Monday, August 4, 2014

Why Pacific Rim and Transformers are nothing alike






In the last several days since Transformers 4: Michael Bay Swims in Money came out, I’ve heard people compare Bay’s 160 minute turd to Pacific Rim three times. This is wrong for so many reasons. I’ve literally hurt my brain trying to understand why so many people are still going to see transformers movies. Even someone dumb enough to keep the name Shia finally jumped ship before this one.
I know Guillermo Del Toro’s movie about giant robots smashing things (Pacific Rim) is just as dumb as Michael Bay’s 4 movies about giant robots smashing things. But I love the former and I honestly hope Michael Bay dies alone all Citizen Kane-y remembering the one good Indy flick he accidentally wandered into years before, (slowly whispers) “Take… Shelter…” (if you haven’t seen Take Shelter, you absolutely should. Michael Shannon and Jessica Chastain will knock your socks off).
There’s a key difference in the two. Del Toro made PR and dismissed the idea of coherent story structure in order to make a good, silly action movie, because realism would impede that. Instead, he sunk his teeth into outstanding visuals, a few great fights (a robot smashing a Godzilla thing with a cruise ship? Yes please.) and one epic speech from the man, the myth, the legend himself: Stringer Bell. I mean Idris Elba, aka Stacker Pentecost, aka I’m naming my firstborn Stacker.

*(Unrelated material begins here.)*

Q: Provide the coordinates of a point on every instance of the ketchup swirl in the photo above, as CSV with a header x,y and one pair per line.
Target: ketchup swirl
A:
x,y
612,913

If you pick apart all the logical inconsistencies: the coastal wall, the sword, the EMP, stopping the Jaeger program, Charlie Kelly being a biologist, I’m afraid you’re missing the point entirely. Could some of those aspects have been fixed? Yes, but then it wouldn’t be Pacific Rim, in all its hilarious awesome/dumb glory.
Michael Bay, on the other hand, thinks his movies are just misunderstood. He has a style, we just don’t get it because we’re dummies who don’t have houses made of gold. Bay’s movies, with the possible exception of The Rock, are all mashups of interchangeable, blurry, repetitively choreographed fight scenes with protagonists the audience will all actively be rooting against by the time the screen goes black.
Because it’s making an absurd amount of money and Michael Bay has no soul, there’s going to be a 5th, 6th, and 7th (a 7th!) Transformers. The good folks over at Warners quickly green-lit a PR sequel not long after it opened too. If you must see Transformers again, it’s your life. But you should check out Pacific Rim 2 (Atlantic Rim?), in case you’re looking for a better version.